- I have started a new book this month that is named ‘Practical statistics for Data Scientists’.
- Todays topics are mostly from that book. The first chapter is Exploratoty data analysis. Although I know most of these concepts, I would still like to document the learnings for the sake of completness.
- The first steps for any project is analysing the raw data, filtering, and structure the data into a ‘more easy for the machine or algorithm’ way to train a statistical model.
- The structured data could be either
- Numeric: Data Expressed as Numericals
- Continuous :
- Discrete
- Categorical: The data takes a set of values (ex types of tv screens: Lcd:1; plasma:2,..)
- Binary: 0 or 1
- Ordinal: Ordered categories.
- Numeric: Data Expressed as Numericals
- Rectangular data:
- For analysis, the data is mostly organised in a rectangular frame (2D matrix) of reference in most of the softwares like spread sheets ot databases.
- The columns are called as Features that are used to predict a value called target variable.
- To predict weather, we could used features like humidity, windspeed, sunny..

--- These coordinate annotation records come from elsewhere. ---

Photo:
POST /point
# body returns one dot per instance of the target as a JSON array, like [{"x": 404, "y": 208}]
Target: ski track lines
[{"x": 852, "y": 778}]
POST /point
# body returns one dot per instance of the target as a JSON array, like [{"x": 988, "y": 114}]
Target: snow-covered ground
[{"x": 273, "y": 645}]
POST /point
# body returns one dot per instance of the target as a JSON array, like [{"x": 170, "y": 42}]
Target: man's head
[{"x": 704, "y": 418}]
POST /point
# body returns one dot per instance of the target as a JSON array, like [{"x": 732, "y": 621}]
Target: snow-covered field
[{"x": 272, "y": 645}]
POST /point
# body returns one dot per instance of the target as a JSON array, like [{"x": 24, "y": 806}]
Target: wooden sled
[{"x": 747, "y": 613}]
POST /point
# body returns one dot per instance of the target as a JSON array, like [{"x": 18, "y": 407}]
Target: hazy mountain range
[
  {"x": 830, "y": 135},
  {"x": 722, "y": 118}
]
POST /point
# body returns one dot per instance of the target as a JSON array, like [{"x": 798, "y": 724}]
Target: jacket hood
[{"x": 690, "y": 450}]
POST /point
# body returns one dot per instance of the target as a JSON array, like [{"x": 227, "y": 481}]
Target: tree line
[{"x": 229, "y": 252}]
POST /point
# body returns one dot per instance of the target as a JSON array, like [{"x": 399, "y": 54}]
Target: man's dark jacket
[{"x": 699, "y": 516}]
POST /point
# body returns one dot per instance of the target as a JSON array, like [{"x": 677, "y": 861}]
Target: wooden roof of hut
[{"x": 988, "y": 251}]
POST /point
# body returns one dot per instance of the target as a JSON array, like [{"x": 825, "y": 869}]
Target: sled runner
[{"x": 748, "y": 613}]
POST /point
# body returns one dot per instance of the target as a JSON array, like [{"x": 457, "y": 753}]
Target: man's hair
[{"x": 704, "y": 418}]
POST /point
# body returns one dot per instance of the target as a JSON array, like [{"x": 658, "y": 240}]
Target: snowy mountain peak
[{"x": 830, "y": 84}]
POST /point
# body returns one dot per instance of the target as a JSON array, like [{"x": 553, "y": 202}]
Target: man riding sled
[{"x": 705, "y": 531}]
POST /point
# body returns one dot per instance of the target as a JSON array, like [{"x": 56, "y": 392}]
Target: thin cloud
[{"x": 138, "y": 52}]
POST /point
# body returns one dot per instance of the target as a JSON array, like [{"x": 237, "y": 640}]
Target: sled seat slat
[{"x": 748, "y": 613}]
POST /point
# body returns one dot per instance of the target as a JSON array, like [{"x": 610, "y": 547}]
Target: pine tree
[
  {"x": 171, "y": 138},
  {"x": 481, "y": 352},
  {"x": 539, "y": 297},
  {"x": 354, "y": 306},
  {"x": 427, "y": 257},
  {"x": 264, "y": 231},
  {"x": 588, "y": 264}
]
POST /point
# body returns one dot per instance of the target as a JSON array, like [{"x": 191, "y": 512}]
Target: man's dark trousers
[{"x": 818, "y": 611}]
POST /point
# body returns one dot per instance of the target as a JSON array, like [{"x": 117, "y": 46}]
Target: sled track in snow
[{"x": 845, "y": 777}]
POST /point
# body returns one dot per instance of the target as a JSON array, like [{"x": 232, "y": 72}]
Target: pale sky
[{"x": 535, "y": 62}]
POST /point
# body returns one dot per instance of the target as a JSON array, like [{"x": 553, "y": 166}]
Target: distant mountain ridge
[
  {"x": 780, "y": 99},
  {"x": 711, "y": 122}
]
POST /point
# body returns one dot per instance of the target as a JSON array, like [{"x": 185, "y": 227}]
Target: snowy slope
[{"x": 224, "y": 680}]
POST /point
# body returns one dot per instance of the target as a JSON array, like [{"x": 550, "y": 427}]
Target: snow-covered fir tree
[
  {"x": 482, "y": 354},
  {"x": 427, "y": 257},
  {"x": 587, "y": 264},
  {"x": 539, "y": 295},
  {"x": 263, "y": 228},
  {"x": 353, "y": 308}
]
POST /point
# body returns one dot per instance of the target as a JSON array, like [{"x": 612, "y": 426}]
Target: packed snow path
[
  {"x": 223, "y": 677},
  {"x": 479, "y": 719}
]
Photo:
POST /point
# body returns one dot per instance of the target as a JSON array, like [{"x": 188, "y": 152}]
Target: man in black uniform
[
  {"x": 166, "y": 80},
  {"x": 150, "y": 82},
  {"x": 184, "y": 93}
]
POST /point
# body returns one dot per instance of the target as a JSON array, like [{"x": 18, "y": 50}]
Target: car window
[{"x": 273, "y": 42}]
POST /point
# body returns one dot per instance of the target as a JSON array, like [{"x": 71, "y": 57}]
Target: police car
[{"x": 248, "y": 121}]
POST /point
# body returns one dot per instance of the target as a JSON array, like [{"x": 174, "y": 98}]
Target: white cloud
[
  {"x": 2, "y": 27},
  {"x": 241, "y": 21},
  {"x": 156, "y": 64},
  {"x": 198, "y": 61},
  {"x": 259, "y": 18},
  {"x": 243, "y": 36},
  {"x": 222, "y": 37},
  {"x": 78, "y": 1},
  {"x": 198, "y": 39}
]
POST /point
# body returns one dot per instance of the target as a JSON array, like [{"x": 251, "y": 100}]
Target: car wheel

- The rows are the records or observations.
- The data could be Non rectangular, like time series data, graph datastructures and so on.. In this blog rectangular data is focused.
Todays topics:
- Estimates of Location:
- Estimates of Variability:
- Exploring the Data Distribution:
- Correlation:
- Exploring two or more variables:
Estimates of Location:
- When there are 1000’s of observations for a feature, It might be a good start for the anaysis to know where most of the observations lie. For example: most of the observations for Humidity is around $25^0$.
- The metrics used to estimate the location for a feature are as follows:
- Mean:
- The avreage value of all the observations
- $mean(\bar{x} = \frac{\sum_1^n{x_i}}{n})$
- Note: the mean is very sensitive to outliers(extreme values in the observations). So there are other better metrics for estimating location.
- Trimmed Mean:
- Before calculating the mean, the extreme values are trimmed/dropped.
- Instead of ‘n’ observations we substract ‘p’ largest and ‘p’ smallest values in the observations
- This essentially reduces the sensitivity to extreme values.
- Weighted Mean:
- We can multiply each datapoint($x_i$) with a specific weight to tweek the individual influence of a datapoint on the final value.
- $\bar{x_w} = \frac{\sum_1^n{w_ix_i}}{\sum_1^n{w_i}}$
- This method is useful in cases where the proportion of observations for two categories are not similar. We can assign a higher weight to the group with less number of observations. This reduces the bias towards the group with larger data points/observations. -Median:
- The middle value in a sorted data is called ti median of the data.
- When there are even number of datapoints, we take the average of both the middle values
- Median is robust to outliers
Outliers are sometimes informative and sometimes nuisance. Anamoly detection is used to determine the outliers, I will get to this in a later blog.
Estimates of Variability:
- In the next step of exploring the data, one might be interested in finding how spread out the data is.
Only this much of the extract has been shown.